Technical data

VAX 6000 Series Vector Processor

2.10 INSTRUCTION EXECUTION

The vector pipeline is made up of a varying number of segments

depending on the type of instruction being executed. Once an instruction

is issued, the pipeline is under the control of the load/store unit or the

arithmetic unit. The interaction between the different function units of

the vector module can greatly affect the performance/execution of vector

instructions.

The execution time of a vector instruction can be calculated using the

following equation:

FC + IC * round_up [ VL / NPP ]

where FC is the ﬁxed cost and IC is the incremental cost per vector

element, NPP is the number of parallel pipelines, and VL is the length

(number of elements) of the vector operand. This can be rewritten in

terms of the data as:

Startup_latency + Execution_time

where Execution_time is a function of vector length.

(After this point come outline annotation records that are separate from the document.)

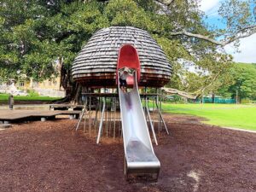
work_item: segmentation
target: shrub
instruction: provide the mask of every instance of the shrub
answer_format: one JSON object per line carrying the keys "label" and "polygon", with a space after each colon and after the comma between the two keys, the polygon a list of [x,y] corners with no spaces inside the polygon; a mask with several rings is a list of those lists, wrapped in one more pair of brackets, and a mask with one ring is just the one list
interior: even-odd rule
{"label": "shrub", "polygon": [[39,94],[37,91],[35,91],[34,90],[28,90],[27,93],[28,93],[29,96],[39,96]]}

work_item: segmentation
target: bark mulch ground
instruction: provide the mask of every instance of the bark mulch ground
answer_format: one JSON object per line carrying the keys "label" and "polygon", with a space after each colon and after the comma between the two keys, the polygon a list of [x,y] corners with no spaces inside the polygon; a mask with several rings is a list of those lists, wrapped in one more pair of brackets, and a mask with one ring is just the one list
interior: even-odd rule
{"label": "bark mulch ground", "polygon": [[76,120],[58,119],[0,131],[0,191],[256,191],[255,133],[165,119],[157,183],[127,183],[120,142],[96,145],[70,130]]}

Note that the execution of D_ and G_ﬂoating (64-bit data) type arithmetic

instructions (except divide) can only produce results every two cycles

due to the bandwidth of the interconnect between the register ﬁle and

the vector FPU, whereas F_ﬂoating type arithmetic instructions (except

divide) produce results each cycle.

The execution time of a sequence of instructions is not necessarily equal

to the sum of the execution times of the individual instructions. Overlap

can occur between arithmetic instructions and load/store instructions as

well as between individual arithmetic instructions. It is possible that a

sequence of instructions consisting of two arithmetics followed by a load

or store can have a total execution time just slightly longer than the

execution time of the load or store or equal to the total execution time of

the arithmetics, whichever is longer.

In the case of overlap between individual arithmetic instructions, a

minimum of one cycle must elapse between the ﬁnal result of the ﬁrst

instruction and the ﬁrst result of the following instruction. In other

words, when overlap occurs the total execution time decreases. For all

overlapping arithmetic instructions, other than the ﬁrst instruction to

enter the empty pipeline, the effective ﬁxed cost (or startup latency) is

reduced to a minimum of one cycle.

2–21